Central to the package are two safe harbor mechanisms. The SbS safe harbor permits multinationals headquartered in jurisdictions meeting specific criteria to avoid IIR and UTPR effects, provided those jurisdictions have both eligible domestic and worldwide tax regimes and sufficient protections preventing effective tax rates below 15% for domestic or foreign operations. The UPE safe harbor shields domestic profits in the UPE’s jurisdiction from UTPR under similar, slightly less stringent eligibility conditions.

The U.S. is the only jurisdiction currently listed in the OECD’s Central Record as having a Qualified SbS Regime, effective from January 1, 2026. That status enabled U.S. multinationals to access these safe harbors. For U.S. groups, this means partial exemption from IIR and UTPR rules going forward, though Pillar Two’s domestic Qualified Domestic Minimum Top-up Tax (QDMTT) provisions still apply. The rules do not have retroactive effect for tax years 2024–2025.

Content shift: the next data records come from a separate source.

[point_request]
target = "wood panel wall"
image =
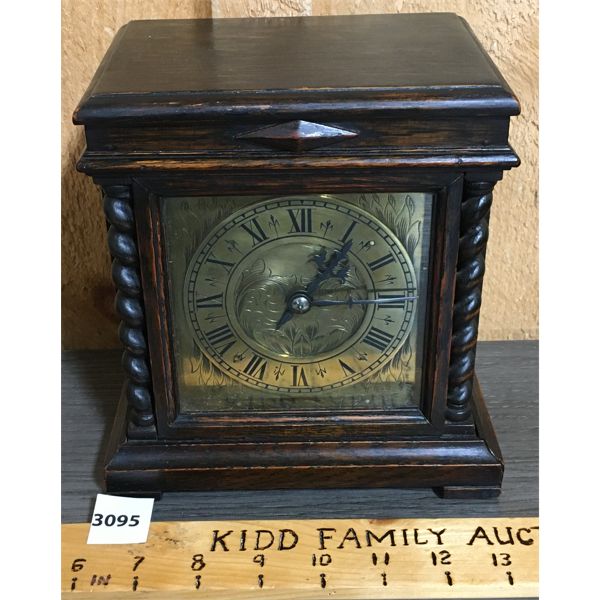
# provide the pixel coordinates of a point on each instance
(508, 29)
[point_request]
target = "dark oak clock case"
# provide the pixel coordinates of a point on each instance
(287, 106)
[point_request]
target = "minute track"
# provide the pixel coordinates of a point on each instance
(269, 290)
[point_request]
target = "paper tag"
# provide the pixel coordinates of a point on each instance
(119, 520)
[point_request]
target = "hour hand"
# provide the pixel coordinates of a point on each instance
(285, 317)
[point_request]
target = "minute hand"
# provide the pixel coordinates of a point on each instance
(351, 302)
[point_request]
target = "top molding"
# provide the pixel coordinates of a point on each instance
(207, 69)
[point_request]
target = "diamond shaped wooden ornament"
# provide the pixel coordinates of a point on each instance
(297, 136)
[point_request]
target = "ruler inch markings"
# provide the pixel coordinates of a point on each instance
(309, 559)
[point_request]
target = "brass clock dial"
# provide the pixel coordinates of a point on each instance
(286, 295)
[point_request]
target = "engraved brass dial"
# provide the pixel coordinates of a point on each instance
(285, 295)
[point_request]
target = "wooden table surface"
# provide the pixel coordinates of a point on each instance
(508, 374)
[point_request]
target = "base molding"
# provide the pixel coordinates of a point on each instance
(455, 466)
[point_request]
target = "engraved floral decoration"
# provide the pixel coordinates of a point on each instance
(398, 212)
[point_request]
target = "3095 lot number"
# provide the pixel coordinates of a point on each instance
(118, 520)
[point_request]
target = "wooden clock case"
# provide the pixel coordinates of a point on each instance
(287, 106)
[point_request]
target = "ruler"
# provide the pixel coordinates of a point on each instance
(309, 559)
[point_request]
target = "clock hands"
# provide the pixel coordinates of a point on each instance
(350, 302)
(300, 302)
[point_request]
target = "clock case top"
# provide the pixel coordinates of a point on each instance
(284, 106)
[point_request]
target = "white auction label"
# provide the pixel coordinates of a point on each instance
(120, 520)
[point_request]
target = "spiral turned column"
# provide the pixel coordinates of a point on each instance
(474, 218)
(126, 276)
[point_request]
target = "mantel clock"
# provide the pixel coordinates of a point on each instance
(298, 213)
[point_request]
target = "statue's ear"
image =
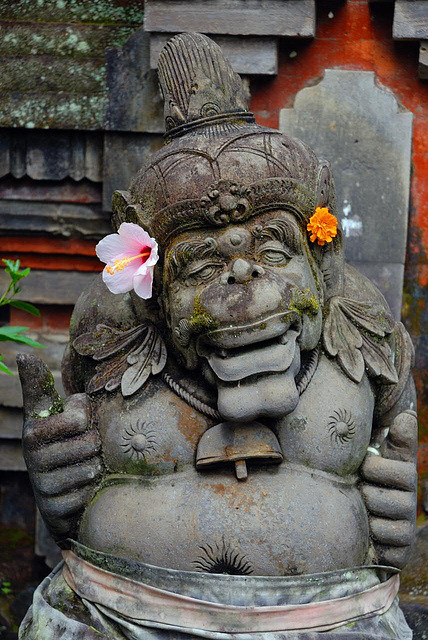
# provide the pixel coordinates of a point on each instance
(124, 210)
(330, 257)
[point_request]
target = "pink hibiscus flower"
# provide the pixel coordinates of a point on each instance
(130, 256)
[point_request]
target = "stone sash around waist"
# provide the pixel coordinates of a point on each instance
(149, 605)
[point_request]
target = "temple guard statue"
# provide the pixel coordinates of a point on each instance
(236, 455)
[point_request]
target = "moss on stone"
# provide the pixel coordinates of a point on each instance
(201, 320)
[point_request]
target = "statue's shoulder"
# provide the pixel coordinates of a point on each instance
(361, 334)
(111, 345)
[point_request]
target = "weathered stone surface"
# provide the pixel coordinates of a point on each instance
(53, 110)
(52, 287)
(45, 545)
(74, 41)
(10, 423)
(51, 155)
(410, 20)
(414, 579)
(10, 389)
(98, 11)
(293, 18)
(11, 458)
(257, 347)
(389, 278)
(52, 57)
(358, 126)
(249, 56)
(133, 99)
(57, 218)
(133, 149)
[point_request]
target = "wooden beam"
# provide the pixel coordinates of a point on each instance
(51, 287)
(248, 56)
(410, 20)
(292, 18)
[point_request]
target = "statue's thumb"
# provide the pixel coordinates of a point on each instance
(402, 441)
(38, 390)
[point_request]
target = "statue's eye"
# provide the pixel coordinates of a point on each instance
(274, 255)
(202, 273)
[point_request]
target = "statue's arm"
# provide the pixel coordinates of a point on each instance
(390, 477)
(61, 449)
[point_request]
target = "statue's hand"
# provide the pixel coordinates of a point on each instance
(60, 448)
(389, 491)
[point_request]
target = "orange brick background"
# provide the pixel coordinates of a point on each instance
(357, 36)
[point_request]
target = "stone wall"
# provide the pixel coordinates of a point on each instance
(56, 184)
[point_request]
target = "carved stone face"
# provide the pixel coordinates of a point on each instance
(242, 304)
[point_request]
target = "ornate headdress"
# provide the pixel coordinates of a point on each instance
(219, 166)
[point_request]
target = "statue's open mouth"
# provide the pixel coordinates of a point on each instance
(266, 346)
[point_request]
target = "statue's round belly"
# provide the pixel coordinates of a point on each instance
(279, 521)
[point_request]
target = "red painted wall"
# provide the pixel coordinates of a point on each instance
(359, 36)
(352, 35)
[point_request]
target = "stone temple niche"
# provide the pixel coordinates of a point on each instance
(236, 452)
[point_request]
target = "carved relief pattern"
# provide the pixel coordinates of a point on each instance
(221, 558)
(341, 426)
(126, 358)
(139, 440)
(220, 207)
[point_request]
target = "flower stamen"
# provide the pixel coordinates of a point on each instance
(119, 265)
(322, 226)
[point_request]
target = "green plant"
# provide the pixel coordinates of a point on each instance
(15, 334)
(5, 588)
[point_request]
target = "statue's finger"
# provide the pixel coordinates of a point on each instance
(402, 440)
(397, 533)
(74, 420)
(393, 473)
(65, 479)
(389, 503)
(38, 390)
(392, 556)
(64, 453)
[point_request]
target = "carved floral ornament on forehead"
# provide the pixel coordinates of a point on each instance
(131, 254)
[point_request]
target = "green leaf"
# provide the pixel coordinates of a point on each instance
(12, 265)
(4, 368)
(14, 334)
(25, 306)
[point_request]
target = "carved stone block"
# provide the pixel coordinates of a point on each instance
(133, 99)
(133, 149)
(249, 56)
(293, 18)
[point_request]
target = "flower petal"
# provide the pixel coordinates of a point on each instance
(134, 233)
(109, 248)
(153, 258)
(143, 284)
(120, 281)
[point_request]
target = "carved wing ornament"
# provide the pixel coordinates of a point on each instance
(356, 334)
(126, 358)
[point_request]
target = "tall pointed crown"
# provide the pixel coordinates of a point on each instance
(199, 85)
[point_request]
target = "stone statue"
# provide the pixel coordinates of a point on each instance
(236, 458)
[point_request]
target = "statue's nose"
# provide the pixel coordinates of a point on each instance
(243, 270)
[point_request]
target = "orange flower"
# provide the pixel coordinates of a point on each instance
(322, 226)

From a strategic standpoint, the deal is a win for U.S. sovereignty and competitiveness arguments, giving U.S. leaders political cover. However, it introduces new complexity for multinationals globally, especially European firms subject to full Pillar Two enforcement without equivalent exemptions. For other jurisdictions, obtaining Qualified SbS or UPE status is now a process involving both technical criteria and formal assessment requests, which will be conducted beginning mid-2026.

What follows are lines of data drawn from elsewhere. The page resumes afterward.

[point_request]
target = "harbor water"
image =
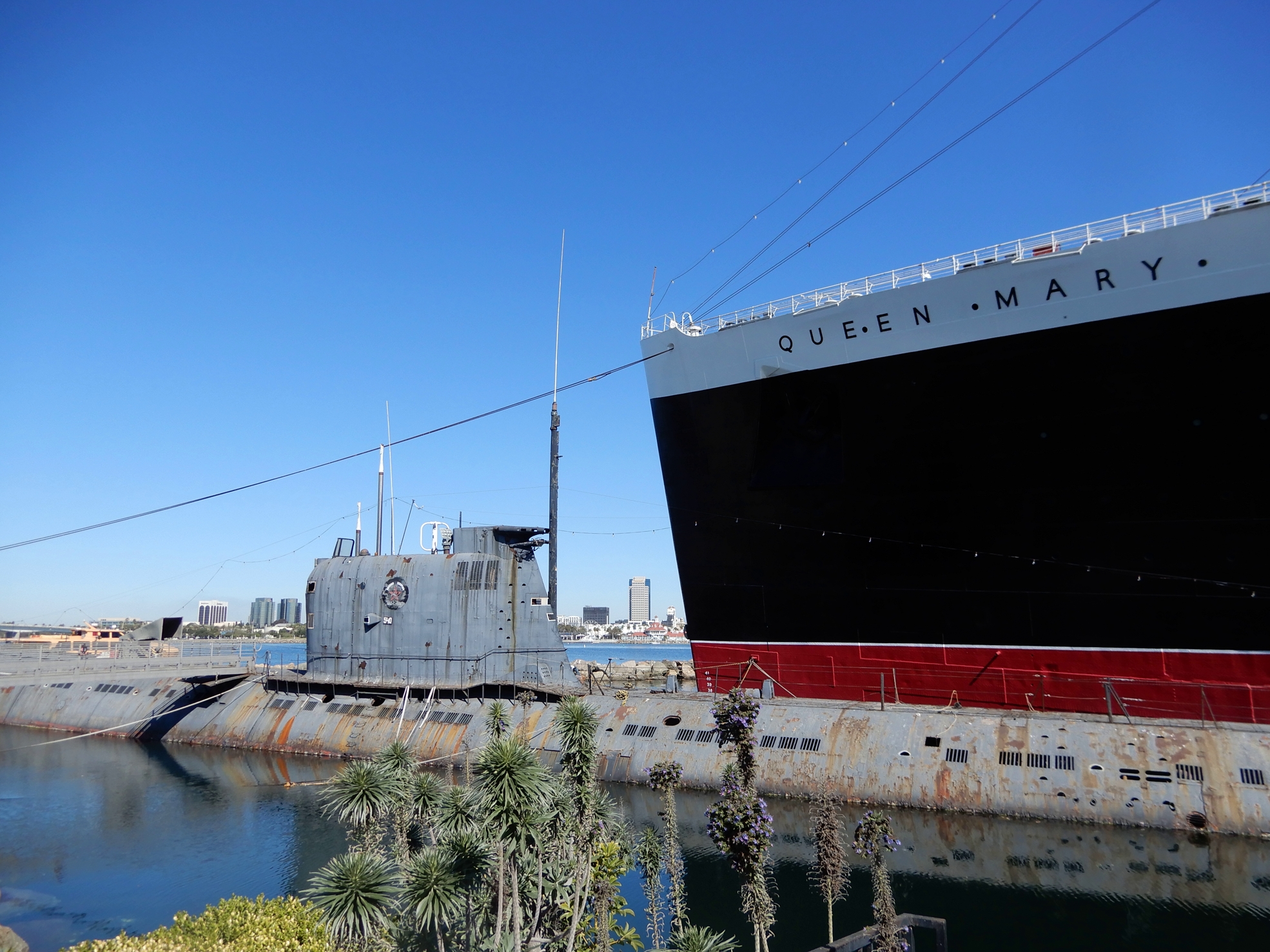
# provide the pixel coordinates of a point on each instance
(103, 834)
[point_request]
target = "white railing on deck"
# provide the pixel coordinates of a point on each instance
(1035, 247)
(124, 656)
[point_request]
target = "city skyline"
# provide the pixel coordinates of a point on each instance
(205, 179)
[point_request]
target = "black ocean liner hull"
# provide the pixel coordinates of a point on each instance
(1039, 481)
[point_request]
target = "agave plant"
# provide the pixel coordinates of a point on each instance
(470, 859)
(462, 810)
(516, 788)
(362, 796)
(699, 938)
(427, 792)
(356, 894)
(432, 890)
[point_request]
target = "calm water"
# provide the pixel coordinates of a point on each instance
(101, 834)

The deal raises several open questions: how strictly jurisdictions must meet “eligible regime” criteria; how subsequent enforcement and integrity rules will work to prevent abuse; how the U.S. QDMTT will interact with foreign jurisdictions’ minimum top-up rules; and whether other large economies (e.g., India, China, Brazil, Colombia) will seek and successfully obtain similar safe harbor status. The compliance burden remains significant under Pillar Two’s GloBE rules, even with simplification measures, and the incentives for divergence may increase.

Supporting Notes
  • The OECD press release confirms the “side-by-side” comprehensive package with over 145 countries, incorporating simplification, alignment of substance-based incentives, and safe harbors for jurisdictions meeting eligible tax regime requirements.

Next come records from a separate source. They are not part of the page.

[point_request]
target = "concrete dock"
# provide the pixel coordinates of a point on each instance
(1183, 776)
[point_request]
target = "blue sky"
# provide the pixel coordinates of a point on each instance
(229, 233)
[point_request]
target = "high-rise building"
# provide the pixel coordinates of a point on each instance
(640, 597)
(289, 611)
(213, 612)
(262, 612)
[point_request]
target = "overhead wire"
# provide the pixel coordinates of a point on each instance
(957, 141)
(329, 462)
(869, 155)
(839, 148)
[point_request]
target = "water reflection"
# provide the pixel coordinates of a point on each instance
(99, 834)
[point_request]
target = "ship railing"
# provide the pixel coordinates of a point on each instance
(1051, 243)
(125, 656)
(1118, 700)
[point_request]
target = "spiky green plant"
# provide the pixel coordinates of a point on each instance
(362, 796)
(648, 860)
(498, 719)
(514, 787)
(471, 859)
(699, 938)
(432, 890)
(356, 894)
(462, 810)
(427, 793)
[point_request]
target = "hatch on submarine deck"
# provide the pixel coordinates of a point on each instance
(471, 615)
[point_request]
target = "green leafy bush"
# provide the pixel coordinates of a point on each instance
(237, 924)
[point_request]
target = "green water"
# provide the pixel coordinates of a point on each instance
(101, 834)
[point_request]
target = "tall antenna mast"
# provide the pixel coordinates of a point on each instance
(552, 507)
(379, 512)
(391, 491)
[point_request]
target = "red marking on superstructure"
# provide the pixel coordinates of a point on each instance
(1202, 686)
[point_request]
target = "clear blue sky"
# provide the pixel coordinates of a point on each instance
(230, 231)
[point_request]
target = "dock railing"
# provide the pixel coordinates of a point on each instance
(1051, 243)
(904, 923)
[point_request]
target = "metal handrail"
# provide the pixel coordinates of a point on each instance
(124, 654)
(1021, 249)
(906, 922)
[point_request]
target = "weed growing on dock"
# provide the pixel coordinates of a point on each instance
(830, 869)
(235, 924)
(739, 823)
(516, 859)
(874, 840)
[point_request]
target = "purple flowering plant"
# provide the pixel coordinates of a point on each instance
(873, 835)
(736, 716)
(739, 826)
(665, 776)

  • Bloomberg Law reports that U.S. multinationals are exempted under the package from the IIR and UTPR rules via both SbS and UPE safe harbors.
  • EY analysis notes the U.S. is the only jurisdiction currently recognized as having a Qualified SbS Regime as of January 1, 2026.
  • The safe harbors require that jurisdictions have tax systems enacted before January 1, 2026, with eligible domestic and global tax regimes and sufficient protections to avoid under-15% effective tax rate risk.
  • The QDMTTs (qualified domestic minimum top-up taxes) remain operative under both safe harbors; the exemptions pertain only to IIR and UTPR.
  • Simplification tools: a permanent Simplified ETR safe harbor, extended transitional country-by-country reporting safe harbor to end of 2027, substance-based incentives safe harbor, among others.